We acknowledge that the development of a three storey building on this site will impact upon the extent of westerly sunlight enjoyed by 6  Penang Street  . The planning scheme only seeks to provide a level of protection to northern sunlight, so there are no design standards relevant to the loss of morning or afternoon sunlight. When this fact is combined with the context of a residential zone that allows for buildings of between 10.5 and 11.5 metres in height, the loss of afternoon sun is an acceptable amenity impact in this case.

Overall, there will be a significant change to the west side of 6  Penang Street  and the outlook from the west facing windows and from within the rear open space area will be different. This extent of change is acceptable because of the planning controls and policies that apply to this area.

The Council made no submissions about this issue (flooding) during the hearing. Its drainage engineering referral comments request no net increase in peak stormwater runoff in Council’s drainage network with post development stormwater discharge to be maintained at pre-development level for 10 year ARI. There is no mention of whether there are any potential overland flow issues for the basement car park or the ground floor apartments, particularly those cut into the natural ground level. The Applicant submits this issue is a matter for the drainage authorities to address by reviewing the SBO in light of submissions such as those made by these residents. The Applicant sought advice from the Council during the hearing about this issue.
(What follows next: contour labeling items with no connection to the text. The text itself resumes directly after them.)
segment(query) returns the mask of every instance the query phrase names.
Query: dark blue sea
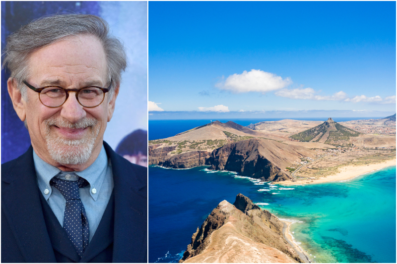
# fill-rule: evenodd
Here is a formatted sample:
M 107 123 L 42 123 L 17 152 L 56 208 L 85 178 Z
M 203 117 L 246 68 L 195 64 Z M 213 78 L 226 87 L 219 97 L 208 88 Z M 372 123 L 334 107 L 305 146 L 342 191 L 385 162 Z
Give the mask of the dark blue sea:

We were told the Applicant was unable to obtain any information about a flood level for this site, and that the Applicant was advised there is no proposal to place a flooding overlay on this site.

CONCLUSION

There is absolutely nothing in Camera’s report to support the contention that VCAT is ‘inconsistent’ in applying council policy. We would in fact argue the reverse – that in every single one of the decisions listed, the VCAT member has diligently and conscientiously applied council policies as stated in the woeful planning scheme. The fault lies not with VCAT in these instances but with council’s determination to continue to pull the wool over residents’ and councillors’ eyes. It is surely time that council stopped pretending that its scheme is adequate and went back to the drawing board to come up with a planning scheme that is worthy of the name. The first step for councillors is to insist that officer reports are up to the necessary standard. In this instance, Camera’s effort must be relegated to the dust bin!